Visit http://info.hotims.com/22930-174 for more information.
Cynosure (Westford, MA) offers an over-the-counter laser that is cleared for laser cellulite treatment and temporary cellulite reduction. The TriActive Cellulite Workstation smoothes and tones the skin anywhere on the body. The system uses a mechanical massage/ rhythmic aspiration technique that distends the skin in various directions to enhance microcirculation, thereby increasing skin elasticity and improving lymphatic drainage. Six diode lasers penetrate tissue to stimulate fibroblasts for collagen production.
TriActive also features therapeutic massage functionality for relief of muscle pain. The system can be used in combination with other therapies to enhance the outcomes of surgical and non-surgical procedures such as liposuction and dermal fillers.
Visit http://info.hotims.com/22930-175 for more information.
The FDA and Lasers
Some lasers have been cleared by the U.S. Food & Drug Administration (FDA) for medical uses. Usually, the FDA gives manufacturers general surgical clearances, but in order to promote the laser for a specific surgical procedure, manufacturers must first provide the FDA with clinical evidence that their lasers are safe and effective for that specific procedure. States regulate who can use lasers for various therapeutic procedures.

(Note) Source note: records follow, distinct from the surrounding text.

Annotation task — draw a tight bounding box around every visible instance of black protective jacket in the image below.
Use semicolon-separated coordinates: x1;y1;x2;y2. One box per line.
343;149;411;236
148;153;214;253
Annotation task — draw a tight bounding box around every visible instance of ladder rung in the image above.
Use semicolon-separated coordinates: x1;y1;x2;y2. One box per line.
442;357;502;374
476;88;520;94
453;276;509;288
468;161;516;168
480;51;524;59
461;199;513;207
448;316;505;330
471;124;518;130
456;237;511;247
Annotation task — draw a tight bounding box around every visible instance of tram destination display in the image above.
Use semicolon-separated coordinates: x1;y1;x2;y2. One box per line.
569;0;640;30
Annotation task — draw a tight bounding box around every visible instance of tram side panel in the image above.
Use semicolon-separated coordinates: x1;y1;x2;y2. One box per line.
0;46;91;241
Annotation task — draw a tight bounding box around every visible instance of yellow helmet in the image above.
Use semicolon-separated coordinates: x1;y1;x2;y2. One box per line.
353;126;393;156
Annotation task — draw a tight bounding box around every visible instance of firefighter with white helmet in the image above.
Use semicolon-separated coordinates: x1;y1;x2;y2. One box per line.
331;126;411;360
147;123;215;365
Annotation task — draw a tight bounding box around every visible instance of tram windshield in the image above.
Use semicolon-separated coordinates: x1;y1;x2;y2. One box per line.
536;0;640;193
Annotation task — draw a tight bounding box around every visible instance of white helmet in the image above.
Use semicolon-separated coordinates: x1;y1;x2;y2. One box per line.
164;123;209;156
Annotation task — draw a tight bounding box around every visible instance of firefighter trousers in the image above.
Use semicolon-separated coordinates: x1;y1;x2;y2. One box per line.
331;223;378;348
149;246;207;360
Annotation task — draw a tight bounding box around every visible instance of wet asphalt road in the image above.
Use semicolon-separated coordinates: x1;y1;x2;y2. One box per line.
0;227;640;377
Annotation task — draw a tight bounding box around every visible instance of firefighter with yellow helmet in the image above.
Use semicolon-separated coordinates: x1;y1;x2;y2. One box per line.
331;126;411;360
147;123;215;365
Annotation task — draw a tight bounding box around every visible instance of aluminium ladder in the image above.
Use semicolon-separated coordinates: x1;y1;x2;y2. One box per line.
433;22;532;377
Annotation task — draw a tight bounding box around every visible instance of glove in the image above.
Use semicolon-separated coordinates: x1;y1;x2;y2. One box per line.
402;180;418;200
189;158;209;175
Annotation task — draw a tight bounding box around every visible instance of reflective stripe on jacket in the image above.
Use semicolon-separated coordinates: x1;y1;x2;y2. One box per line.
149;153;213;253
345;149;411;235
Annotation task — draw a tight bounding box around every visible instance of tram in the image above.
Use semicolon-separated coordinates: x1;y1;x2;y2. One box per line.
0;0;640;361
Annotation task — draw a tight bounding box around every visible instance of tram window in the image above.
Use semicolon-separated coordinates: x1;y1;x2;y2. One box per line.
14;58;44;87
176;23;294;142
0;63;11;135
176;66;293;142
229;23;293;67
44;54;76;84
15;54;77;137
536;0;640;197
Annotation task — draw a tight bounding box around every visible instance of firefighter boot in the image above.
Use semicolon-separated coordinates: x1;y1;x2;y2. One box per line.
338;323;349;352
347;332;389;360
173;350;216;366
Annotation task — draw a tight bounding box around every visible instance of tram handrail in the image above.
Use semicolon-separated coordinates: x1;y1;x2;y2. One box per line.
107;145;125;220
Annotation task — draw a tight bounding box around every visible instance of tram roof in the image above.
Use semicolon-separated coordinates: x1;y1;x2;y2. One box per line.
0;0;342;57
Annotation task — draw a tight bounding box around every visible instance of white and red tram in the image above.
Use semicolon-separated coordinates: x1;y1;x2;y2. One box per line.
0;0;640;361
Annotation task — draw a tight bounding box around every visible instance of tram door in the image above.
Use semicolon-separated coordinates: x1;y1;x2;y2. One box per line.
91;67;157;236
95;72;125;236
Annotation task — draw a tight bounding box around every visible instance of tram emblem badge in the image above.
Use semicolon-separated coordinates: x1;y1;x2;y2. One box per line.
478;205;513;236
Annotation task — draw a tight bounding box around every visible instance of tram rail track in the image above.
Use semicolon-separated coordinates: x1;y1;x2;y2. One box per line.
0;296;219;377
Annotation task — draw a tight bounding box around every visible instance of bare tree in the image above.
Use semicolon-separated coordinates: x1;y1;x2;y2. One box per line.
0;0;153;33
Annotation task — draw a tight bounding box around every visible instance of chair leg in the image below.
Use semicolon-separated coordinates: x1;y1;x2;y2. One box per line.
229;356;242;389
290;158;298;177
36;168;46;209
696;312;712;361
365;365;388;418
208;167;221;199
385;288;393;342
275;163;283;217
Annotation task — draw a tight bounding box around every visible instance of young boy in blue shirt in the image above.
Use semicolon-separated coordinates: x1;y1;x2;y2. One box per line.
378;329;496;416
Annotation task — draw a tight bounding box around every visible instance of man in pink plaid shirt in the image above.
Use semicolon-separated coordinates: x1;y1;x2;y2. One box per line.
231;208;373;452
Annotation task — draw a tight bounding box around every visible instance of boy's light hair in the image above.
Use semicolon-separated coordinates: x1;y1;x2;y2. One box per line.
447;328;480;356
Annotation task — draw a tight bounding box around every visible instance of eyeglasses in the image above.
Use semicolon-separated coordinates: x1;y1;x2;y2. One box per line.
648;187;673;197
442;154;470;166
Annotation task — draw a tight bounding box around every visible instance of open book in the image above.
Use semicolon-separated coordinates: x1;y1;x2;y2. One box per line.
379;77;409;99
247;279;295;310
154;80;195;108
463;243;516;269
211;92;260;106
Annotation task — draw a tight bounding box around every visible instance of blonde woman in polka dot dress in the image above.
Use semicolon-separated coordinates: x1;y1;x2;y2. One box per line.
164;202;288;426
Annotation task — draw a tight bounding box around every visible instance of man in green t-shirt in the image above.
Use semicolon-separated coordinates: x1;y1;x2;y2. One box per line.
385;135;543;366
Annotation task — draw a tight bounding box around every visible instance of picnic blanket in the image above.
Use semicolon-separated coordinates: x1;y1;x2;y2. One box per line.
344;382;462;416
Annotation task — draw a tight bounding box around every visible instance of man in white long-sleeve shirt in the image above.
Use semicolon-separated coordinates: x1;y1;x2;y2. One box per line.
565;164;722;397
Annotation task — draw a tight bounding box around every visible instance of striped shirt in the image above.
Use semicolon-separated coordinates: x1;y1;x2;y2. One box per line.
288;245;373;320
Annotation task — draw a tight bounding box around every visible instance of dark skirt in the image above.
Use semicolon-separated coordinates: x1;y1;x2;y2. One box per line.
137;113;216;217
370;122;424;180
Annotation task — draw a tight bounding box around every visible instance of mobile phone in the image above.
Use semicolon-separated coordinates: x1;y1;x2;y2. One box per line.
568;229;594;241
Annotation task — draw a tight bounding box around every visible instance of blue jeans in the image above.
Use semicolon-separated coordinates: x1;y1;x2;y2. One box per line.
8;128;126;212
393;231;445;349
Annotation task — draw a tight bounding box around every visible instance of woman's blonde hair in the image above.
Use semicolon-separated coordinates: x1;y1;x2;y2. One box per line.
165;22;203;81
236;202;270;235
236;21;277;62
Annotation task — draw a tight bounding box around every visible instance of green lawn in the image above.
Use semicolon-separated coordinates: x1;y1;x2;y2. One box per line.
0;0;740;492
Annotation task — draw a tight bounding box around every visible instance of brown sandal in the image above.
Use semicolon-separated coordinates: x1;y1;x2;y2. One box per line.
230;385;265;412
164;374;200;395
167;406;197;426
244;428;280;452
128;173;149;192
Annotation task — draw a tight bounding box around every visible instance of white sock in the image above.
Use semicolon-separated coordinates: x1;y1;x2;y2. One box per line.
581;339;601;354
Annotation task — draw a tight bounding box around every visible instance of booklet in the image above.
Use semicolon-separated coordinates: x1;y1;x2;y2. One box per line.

Biostimulation lasers, cold lasers, or laser acupuncture devices, were cleared for marketing by the FDA as adjunctive devices for the temporary relief of pain. All laser devices distributed for both human and animal treatment in the U.S. are subject to mandatory performance standards that specify the safety features and labeling that all laser products must have in order to provide adequate safety to users and patients. Certification of a laser product means that each unit has passed a quality assurance test and that it complies with the performance standard.